24.02.2022, 09:42

Bitmeyen Tartışma: Retrospektif Çalışmalar için Etik Kurul Onayı Gerekir mi?

Türkiye’de klinik çalışmalar ile ilgili düzenleme anayasadan başlayarak ilgili kanun, yönetmelikler ve diğer mevzuat ile düzenlenmiştir. Özellikle ilaç, cihaz, kök hücre ve GETAT çalışmalarıyla ilgili titizlikle hazırlanmış yönetmelikler mevcut olup etik kurul değerlendirme ve yasal izin süreçleri çok ayrıntılı bir şekilde belirlenmiştir. Bu işlemlerden bazıları (ilaç, cihaz) Türkiye İlaç ve tıbbi Cihaz Kurumu (TİTCK)tarafından, bir kısmı ise Sağlık Hizmetleri Genel Müdürlüğü (SHGM) tarafından yürütülür.

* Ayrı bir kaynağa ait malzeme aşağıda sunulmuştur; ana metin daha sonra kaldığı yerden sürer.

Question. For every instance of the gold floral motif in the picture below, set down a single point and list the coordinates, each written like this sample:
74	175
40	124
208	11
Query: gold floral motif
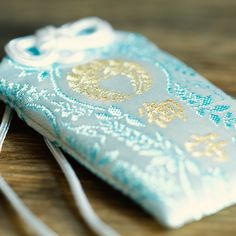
85	79
207	146
163	113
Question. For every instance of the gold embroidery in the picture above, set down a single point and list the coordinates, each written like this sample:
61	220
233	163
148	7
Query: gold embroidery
85	79
207	146
162	114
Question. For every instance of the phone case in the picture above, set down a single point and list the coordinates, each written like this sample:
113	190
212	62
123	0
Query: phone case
132	114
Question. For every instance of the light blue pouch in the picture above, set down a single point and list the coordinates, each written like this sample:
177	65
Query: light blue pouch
132	114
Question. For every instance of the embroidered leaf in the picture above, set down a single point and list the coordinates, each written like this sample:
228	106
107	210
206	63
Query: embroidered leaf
215	118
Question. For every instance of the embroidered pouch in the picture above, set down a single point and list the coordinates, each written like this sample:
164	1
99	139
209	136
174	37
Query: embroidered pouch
131	113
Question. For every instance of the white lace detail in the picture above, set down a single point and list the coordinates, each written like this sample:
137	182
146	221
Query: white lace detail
62	45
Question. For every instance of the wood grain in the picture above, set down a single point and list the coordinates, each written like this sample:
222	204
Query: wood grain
201	33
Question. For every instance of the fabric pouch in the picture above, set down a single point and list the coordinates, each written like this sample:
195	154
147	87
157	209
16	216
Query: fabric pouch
134	115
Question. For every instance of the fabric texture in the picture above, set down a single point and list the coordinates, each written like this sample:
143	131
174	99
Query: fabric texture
134	115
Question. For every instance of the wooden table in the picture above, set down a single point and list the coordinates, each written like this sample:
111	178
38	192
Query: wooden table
202	33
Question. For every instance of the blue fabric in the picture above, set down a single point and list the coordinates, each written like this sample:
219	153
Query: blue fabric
153	163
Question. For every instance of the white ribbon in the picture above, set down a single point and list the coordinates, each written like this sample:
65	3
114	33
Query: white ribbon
82	203
64	45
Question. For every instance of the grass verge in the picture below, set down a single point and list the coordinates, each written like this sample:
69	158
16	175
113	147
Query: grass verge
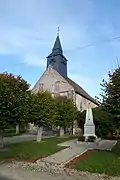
32	149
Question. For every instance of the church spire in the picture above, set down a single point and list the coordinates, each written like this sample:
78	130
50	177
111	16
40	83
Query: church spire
57	45
56	59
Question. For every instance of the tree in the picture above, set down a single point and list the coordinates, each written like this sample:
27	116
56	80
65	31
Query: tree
41	111
111	95
66	113
13	99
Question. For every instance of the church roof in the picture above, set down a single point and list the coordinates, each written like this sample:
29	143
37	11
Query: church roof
78	89
57	44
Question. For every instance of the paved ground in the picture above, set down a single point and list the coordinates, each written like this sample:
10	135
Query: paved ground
47	169
75	149
12	171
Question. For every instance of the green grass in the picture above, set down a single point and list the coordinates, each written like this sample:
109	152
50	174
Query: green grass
32	149
100	162
12	132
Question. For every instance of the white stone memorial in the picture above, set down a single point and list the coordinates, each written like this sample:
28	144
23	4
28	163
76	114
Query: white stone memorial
89	127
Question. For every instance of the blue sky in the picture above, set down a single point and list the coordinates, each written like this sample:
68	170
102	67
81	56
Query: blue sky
28	30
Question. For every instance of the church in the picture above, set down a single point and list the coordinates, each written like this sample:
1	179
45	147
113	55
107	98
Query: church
56	81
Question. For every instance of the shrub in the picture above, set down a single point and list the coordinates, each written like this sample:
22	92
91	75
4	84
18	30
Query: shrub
91	138
116	148
81	138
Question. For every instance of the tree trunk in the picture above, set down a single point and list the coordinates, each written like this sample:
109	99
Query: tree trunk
61	132
1	139
17	129
39	134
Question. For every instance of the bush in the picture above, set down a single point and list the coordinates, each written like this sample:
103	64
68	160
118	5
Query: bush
116	148
91	138
81	138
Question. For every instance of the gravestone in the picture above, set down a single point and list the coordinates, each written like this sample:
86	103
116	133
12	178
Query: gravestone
89	127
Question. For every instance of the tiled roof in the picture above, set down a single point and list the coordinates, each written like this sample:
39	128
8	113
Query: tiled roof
78	89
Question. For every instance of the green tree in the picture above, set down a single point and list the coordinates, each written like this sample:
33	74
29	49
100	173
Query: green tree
13	99
41	111
111	95
66	113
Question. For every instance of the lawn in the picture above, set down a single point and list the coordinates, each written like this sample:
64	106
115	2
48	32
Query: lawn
32	149
100	162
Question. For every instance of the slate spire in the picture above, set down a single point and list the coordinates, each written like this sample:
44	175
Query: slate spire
56	59
57	45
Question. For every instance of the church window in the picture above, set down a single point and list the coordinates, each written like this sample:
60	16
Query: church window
41	86
70	94
57	85
81	107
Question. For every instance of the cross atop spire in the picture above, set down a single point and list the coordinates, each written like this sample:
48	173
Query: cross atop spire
58	30
57	45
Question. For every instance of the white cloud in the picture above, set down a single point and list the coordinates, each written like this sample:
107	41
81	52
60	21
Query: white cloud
30	32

Tıp alanında yapılan araştırmaların önemli bir kısmı uzmanlık tezleri ve diğer büyük çoğunluk akademik çalışmalar (investigator initiated) olarak tanımlanabilecek gruptadır.Klinik araştırma denince geniş bir grup bilimsel çalışma şekli akla gelmelidir. Ancak, terim olarak klinik araştırma, girişimsel çalışmaları ifade eden bir terimdir. Haliyle, bu çalışmaların yüksek maliyeti vardır. Bu nedenle, tüm dünyada olduğu gibi ülkemizde de büyük klinik araştırmalar ancak destekleyici veya belirli fonlar sayesinde yapılabilmektedir. Hâlbuki günlük pratikte, klinik akademisyenlerin büyük bir kısmı araştırmalarını çalıştıkları hastane ölçeğinde, mümkünse döner sermaye desteğiyle tamamlar. Mali destek bulmanın bu kadar zor olduğu ortamda araştırma yapmanın en kolay yolu retrospektif çalışmalardır. Uzmanlık tezleri ise, genellikleklinik araştırma süreçlerine yeterince hâkim olmayan asistanlar için bir kâbusa dönmektedir. Çok nadir durumlarda merakla tez yapan bir asistana rastlamak mümkündür. Hatta çoğu asistanın kendi tezlerini dahi merak etmediklerini söylemek çok abartı olmayacaktır.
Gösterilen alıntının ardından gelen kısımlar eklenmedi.